Charlotte Endemann an ihren Mann Harald, 22. Juni 1941
den 22. Juni 41
Liebster Harald,
Die Nachricht von der Kriegserklärung an Russland hat ja wie eine Bombe eingeschlagen. Man wusste ja, dass viele Truppen an der Grenze zusammengezogen wurden und viele, die wir kennen, sind dort, aber daß das kam, war ja doch sehr unerwartet. Irgendwie drückt einen jetzt doch die voraussichtlich lange Dauer des Krieges, und ich habe furchtbar Sehnsucht nach Dir, Dich auch nur einen Tag hier zu haben. Und da Du schriebst, dass Du vielleicht auch fort kommst, weiß ich gar nicht, ob Du überhaupt noch dort bist.
Das Wetter ist knullig heiß. Ich kann die Kinder vor 10 Uhr abends nicht ins Bett tun, und selbst da waren es noch im vorderen Kinderzimmern 27 Grad. Aber ich will über die Hitze nicht schimpfen, sie ist immer noch besser als frieren. Die Kinder entledigen sich jedes Kleidungsstückes hemmungslos.
Die kleine Katze ist noch hier. Ich habe sie am Samstag noch nicht wegtun können (ich will sie töten lassen), und nun fühlt sie sich sehr behaglich.

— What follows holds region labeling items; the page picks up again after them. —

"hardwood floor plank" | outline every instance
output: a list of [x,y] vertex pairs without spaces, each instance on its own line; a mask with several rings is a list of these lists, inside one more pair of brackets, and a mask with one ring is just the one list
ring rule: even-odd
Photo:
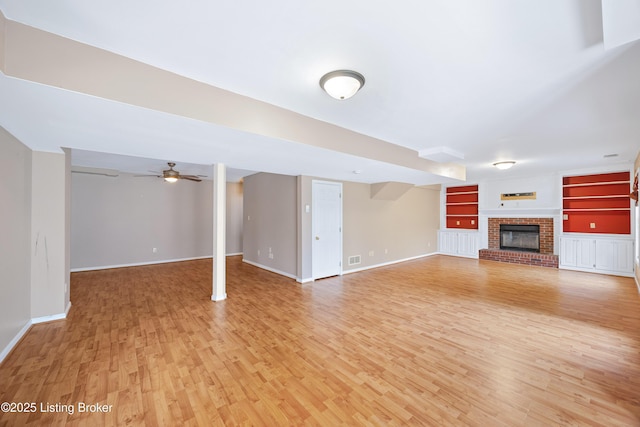
[[[0,365],[13,425],[640,425],[632,279],[434,256],[300,285],[227,260],[74,273]],[[112,405],[79,412],[80,402]]]

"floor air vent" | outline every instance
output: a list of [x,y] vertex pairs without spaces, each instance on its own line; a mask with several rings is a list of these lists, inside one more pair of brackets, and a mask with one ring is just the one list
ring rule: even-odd
[[360,259],[360,255],[354,255],[349,257],[349,265],[360,264],[362,260]]

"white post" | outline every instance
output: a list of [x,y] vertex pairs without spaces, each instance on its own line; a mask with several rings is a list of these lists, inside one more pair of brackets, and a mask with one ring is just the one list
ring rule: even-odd
[[213,165],[213,291],[211,300],[227,298],[226,283],[226,205],[227,170],[225,165]]

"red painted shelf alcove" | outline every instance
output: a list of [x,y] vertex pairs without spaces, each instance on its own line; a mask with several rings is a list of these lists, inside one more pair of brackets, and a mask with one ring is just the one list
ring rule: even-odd
[[447,228],[478,229],[478,186],[447,188]]
[[562,179],[565,233],[631,233],[631,174],[613,172]]

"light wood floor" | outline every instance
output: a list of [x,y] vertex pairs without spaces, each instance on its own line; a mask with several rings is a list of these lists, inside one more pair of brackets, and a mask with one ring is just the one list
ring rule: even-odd
[[[74,273],[0,425],[640,425],[633,279],[434,256],[300,285],[228,260]],[[79,402],[112,405],[78,413]]]

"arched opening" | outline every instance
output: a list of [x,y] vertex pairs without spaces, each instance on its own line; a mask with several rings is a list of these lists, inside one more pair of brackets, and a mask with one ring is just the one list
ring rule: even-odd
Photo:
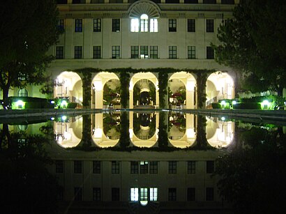
[[211,108],[211,103],[220,100],[234,98],[234,84],[232,77],[227,72],[212,73],[206,81],[206,108]]
[[57,77],[54,84],[54,98],[58,107],[82,107],[82,81],[74,72],[63,72]]
[[183,71],[173,74],[169,79],[169,107],[194,108],[195,85],[195,79],[191,74]]

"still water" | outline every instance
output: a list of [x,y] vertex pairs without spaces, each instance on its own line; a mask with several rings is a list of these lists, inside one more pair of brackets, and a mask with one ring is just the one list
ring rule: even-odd
[[283,123],[111,111],[1,123],[3,213],[283,211]]

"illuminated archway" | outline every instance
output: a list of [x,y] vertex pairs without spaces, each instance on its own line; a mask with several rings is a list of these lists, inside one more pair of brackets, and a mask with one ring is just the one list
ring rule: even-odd
[[175,107],[195,108],[195,79],[184,71],[173,74],[169,79],[169,103]]
[[[150,72],[140,72],[135,74],[130,82],[129,86],[129,107],[133,109],[134,107],[134,103],[139,105],[140,100],[135,100],[133,97],[133,92],[135,89],[135,84],[139,82],[140,82],[140,93],[144,91],[150,92],[150,86],[149,85],[149,81],[151,82],[153,86],[155,86],[155,102],[150,102],[151,106],[158,107],[158,100],[159,100],[159,93],[158,93],[158,82],[157,77]],[[137,102],[138,101],[138,102]],[[154,100],[153,100],[154,101]],[[155,102],[155,103],[154,103]]]
[[219,100],[233,99],[234,98],[234,83],[232,77],[227,72],[212,73],[206,81],[206,107]]
[[54,98],[66,98],[70,102],[76,102],[77,107],[82,106],[82,81],[74,72],[65,71],[54,80]]

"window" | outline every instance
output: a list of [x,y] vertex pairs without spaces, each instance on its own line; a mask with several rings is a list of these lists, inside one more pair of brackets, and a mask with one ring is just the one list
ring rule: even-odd
[[158,200],[158,188],[150,188],[150,201],[156,201]]
[[100,201],[101,200],[100,188],[93,188],[92,190],[92,198],[93,201]]
[[207,160],[206,161],[206,173],[211,174],[214,171],[214,161]]
[[112,46],[112,59],[119,59],[120,58],[120,46]]
[[176,161],[169,161],[169,174],[176,173]]
[[131,201],[138,201],[138,199],[139,199],[138,188],[130,188]]
[[93,32],[101,31],[101,20],[93,19]]
[[187,200],[195,201],[195,188],[190,188],[187,190]]
[[168,201],[176,200],[176,188],[169,188],[168,190]]
[[158,161],[150,161],[150,174],[158,174]]
[[82,20],[76,19],[75,20],[75,32],[82,32]]
[[206,47],[206,59],[214,59],[213,49],[210,46]]
[[150,32],[158,32],[158,20],[150,19]]
[[138,174],[139,172],[139,162],[137,161],[130,162],[130,174]]
[[176,46],[169,46],[169,59],[176,59]]
[[100,46],[93,46],[93,59],[100,59],[101,58],[101,47]]
[[18,97],[27,97],[28,91],[26,89],[21,89],[18,91]]
[[61,31],[65,29],[64,20],[63,19],[58,20],[58,28]]
[[101,162],[99,160],[93,160],[92,162],[92,172],[93,174],[100,174]]
[[140,16],[140,31],[141,32],[148,32],[148,15],[142,14]]
[[112,19],[112,32],[120,31],[120,19]]
[[56,160],[56,173],[63,173],[63,161]]
[[206,20],[206,32],[213,32],[213,20]]
[[188,59],[195,59],[195,46],[188,46]]
[[206,188],[206,201],[213,201],[213,188]]
[[111,200],[119,201],[119,188],[111,189]]
[[56,47],[56,59],[63,59],[63,46],[57,46]]
[[82,58],[82,46],[75,46],[75,59]]
[[75,188],[75,201],[82,201],[82,188]]
[[112,174],[119,174],[119,161],[112,161],[111,162],[111,173]]
[[170,19],[169,20],[169,32],[176,32],[176,20]]
[[131,46],[131,59],[139,59],[139,46]]
[[148,46],[147,45],[140,46],[140,58],[141,59],[148,58]]
[[188,32],[195,32],[195,20],[188,19]]
[[73,172],[76,174],[82,173],[82,161],[74,160],[73,161]]
[[188,174],[195,173],[195,161],[188,161]]

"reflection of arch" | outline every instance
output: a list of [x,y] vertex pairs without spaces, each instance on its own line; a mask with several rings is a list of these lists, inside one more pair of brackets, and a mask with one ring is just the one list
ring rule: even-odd
[[63,148],[77,146],[82,137],[82,118],[54,122],[54,132],[57,143]]
[[218,100],[234,98],[234,83],[227,72],[216,72],[210,75],[206,81],[206,106]]
[[186,108],[193,109],[195,107],[195,83],[194,76],[184,71],[175,72],[169,79],[169,87],[170,87],[171,91],[179,89],[179,85],[183,84],[186,89],[186,103],[184,103],[183,107]]
[[232,121],[222,121],[218,119],[207,119],[206,139],[213,147],[227,146],[233,140],[234,133],[234,123]]
[[54,97],[68,97],[70,102],[82,102],[82,81],[74,72],[64,71],[54,80]]
[[[153,85],[155,86],[155,90],[156,90],[156,103],[153,103],[153,105],[158,106],[158,100],[159,100],[159,93],[158,93],[158,82],[157,77],[151,72],[139,72],[135,74],[130,82],[130,86],[129,86],[129,94],[130,95],[129,96],[129,107],[130,109],[133,108],[133,89],[134,89],[134,86],[139,81],[142,79],[146,79],[150,82],[151,82]],[[141,90],[142,91],[147,91],[148,90],[145,90],[143,89],[143,90]]]
[[91,107],[103,108],[103,87],[111,79],[119,80],[117,75],[113,72],[100,72],[92,80]]

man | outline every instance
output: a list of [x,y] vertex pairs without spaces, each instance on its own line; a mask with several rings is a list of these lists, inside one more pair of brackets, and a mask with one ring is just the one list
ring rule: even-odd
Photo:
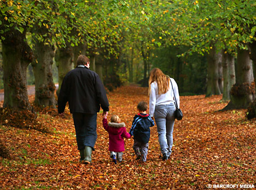
[[78,57],[75,69],[66,75],[58,97],[58,112],[63,117],[68,102],[73,115],[80,162],[91,162],[91,152],[97,138],[97,112],[100,107],[106,117],[109,105],[106,90],[98,75],[90,70],[90,60]]

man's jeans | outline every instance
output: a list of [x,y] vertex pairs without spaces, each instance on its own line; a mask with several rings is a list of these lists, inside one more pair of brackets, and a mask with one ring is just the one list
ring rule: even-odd
[[173,103],[158,105],[155,107],[154,113],[161,152],[162,155],[166,153],[167,156],[170,156],[172,152],[175,109]]
[[89,146],[94,150],[97,139],[97,113],[73,113],[73,119],[78,150],[84,149],[85,146]]

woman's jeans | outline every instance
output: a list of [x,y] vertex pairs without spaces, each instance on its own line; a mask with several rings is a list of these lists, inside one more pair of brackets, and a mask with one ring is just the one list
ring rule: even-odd
[[172,152],[175,109],[175,106],[173,103],[158,105],[155,107],[154,113],[161,152],[162,155],[166,154],[167,156],[170,156]]

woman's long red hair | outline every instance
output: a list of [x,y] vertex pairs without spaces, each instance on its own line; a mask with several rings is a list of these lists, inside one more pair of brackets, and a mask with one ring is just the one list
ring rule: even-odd
[[158,86],[158,94],[165,94],[169,90],[170,78],[158,68],[152,69],[148,80],[148,94],[150,94],[150,84],[156,82]]

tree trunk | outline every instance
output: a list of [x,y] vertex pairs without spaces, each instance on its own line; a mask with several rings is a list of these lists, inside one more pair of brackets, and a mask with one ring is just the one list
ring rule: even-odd
[[254,76],[254,82],[256,84],[256,41],[249,44],[249,50],[250,51],[250,58],[253,60],[253,74]]
[[147,63],[147,58],[144,52],[143,47],[141,46],[141,53],[142,54],[142,57],[143,58],[144,63],[144,74],[143,74],[143,80],[142,82],[142,87],[147,87],[148,85],[148,81],[147,80],[147,71],[148,70],[148,65]]
[[98,63],[97,64],[97,63],[96,63],[96,65],[97,65],[96,68],[97,68],[97,69],[96,69],[96,72],[97,73],[98,75],[98,76],[100,77],[100,78],[101,78],[101,81],[102,81],[102,83],[104,83],[104,81],[103,81],[103,69],[102,69],[102,65],[101,65],[101,64]]
[[248,50],[237,50],[237,73],[236,83],[230,91],[230,101],[223,109],[247,108],[255,98],[255,84]]
[[62,81],[66,74],[73,69],[73,51],[69,44],[66,48],[58,48],[55,54],[55,61],[59,71],[59,88],[57,94],[60,93]]
[[[96,57],[94,56],[91,59],[92,60],[90,60],[91,62],[91,70],[95,72],[96,72]],[[91,67],[90,66],[90,67]]]
[[[256,84],[256,41],[249,44],[249,50],[250,50],[250,58],[253,60],[253,74],[254,76],[254,84]],[[248,107],[247,118],[250,119],[256,118],[256,100],[250,104]]]
[[131,60],[128,60],[128,69],[129,70],[129,82],[133,82],[133,57],[134,50],[132,49]]
[[81,54],[85,55],[86,52],[86,46],[83,44],[79,44],[77,46],[74,46],[73,47],[73,63],[74,65],[77,65],[77,60]]
[[45,45],[34,39],[34,52],[36,60],[32,66],[34,76],[36,95],[34,102],[40,106],[55,107],[55,85],[53,82],[51,68],[54,57],[54,46]]
[[3,106],[16,110],[32,111],[28,101],[26,71],[33,58],[26,41],[26,32],[13,29],[2,40],[4,100]]
[[223,51],[220,51],[219,53],[218,53],[218,57],[219,59],[218,59],[218,68],[219,69],[219,78],[218,79],[218,82],[219,83],[219,90],[220,90],[220,93],[222,94],[223,93],[223,68],[222,66],[222,63],[223,63]]
[[230,100],[230,90],[236,83],[235,57],[229,53],[223,53],[222,68],[223,71],[223,95],[222,100]]
[[207,83],[206,97],[221,94],[219,87],[219,53],[216,53],[215,48],[212,48],[207,57]]

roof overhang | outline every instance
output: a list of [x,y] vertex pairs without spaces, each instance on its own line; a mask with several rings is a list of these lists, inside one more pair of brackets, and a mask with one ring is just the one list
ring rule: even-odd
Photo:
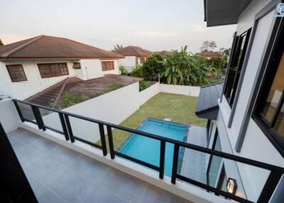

Sie ist noch ein winziges Milchkätzchen, aber anscheinend durch trübe Erfahrungen gegangen. Helga hatte sie gerettet, weil Jungens mit ihr Fußball spielten. Nun schnurrt sie den ganzen Tag. Vorhin saß sie zwischen Jürgens Beinchen im Ställchen, und Jürgen jauchzte, drehte ihren Kopf und Schwanz hin und her und untersuchte mit spitzen Fingerchen ihre Augen. Das hat sie sich alles schnurrend gefallen lassen. Wenn das so weitergeht, wird sie noch alt bei uns.
Heute nachmittag war ich mit allen Trabanten und Frau Linde in Bonn, um Lilli zu besuchen, die als Rot-Kreuzhelferin dort eingezogen ist. Sie ist im Bereitschaftsdienst im König-Museum untergebracht. Sie zeigte uns auch die unterirdischen Luftschutzkeller mit Krankenhaus, Räumen für Gelbkreuz und anderen Gasen, Duschräumen und allem anderen Kram. Das Ganze mit den Maßnahmen für alle möglichen Angriffe wirkte, weil es unterirdisch war, doch unheimlich, so meinte ich. Da sagte Helga leise: "Du hast Recht, Mutti, mich greift auch der Unheim an"
Man kann sich in dieser Sommerstille und bei dem Kindertoben gar nicht den Schrecken des Krieges vorstellen, der in der ganzen Welt ist. Nur abends bekommen wir jetzt mit pünktlicher Regelmäßigkeit Alarm. Heute Nacht pfiffen die Bomben wieder im ganzen Umkreis runter. In naher und weiterer und weitester Entfernung hörte man sie. Um drei Uhr ist dann der Spuk zu Ende, meistens mit dem Schlagen der Pädauhr. Gestern Nacht konnte die Entwarnung nicht sein, weil da immer noch ein Biest rumflog. Ich sah es vom Schlafzimmerfenster aus. Dann warf der Flieger einen Leuchtschirm ab, anschließend drei Bomben und verschwand dann endgültig. Edith sagte, dass
das Deichmannhaus in Köln mit den schönen, eleganten Läden ganz hin sei. Das schmerzt einen ja doch. Gerade für diese Kölner Ecke um den Dom herum habe ich immer eine kleine Liebe gehabt.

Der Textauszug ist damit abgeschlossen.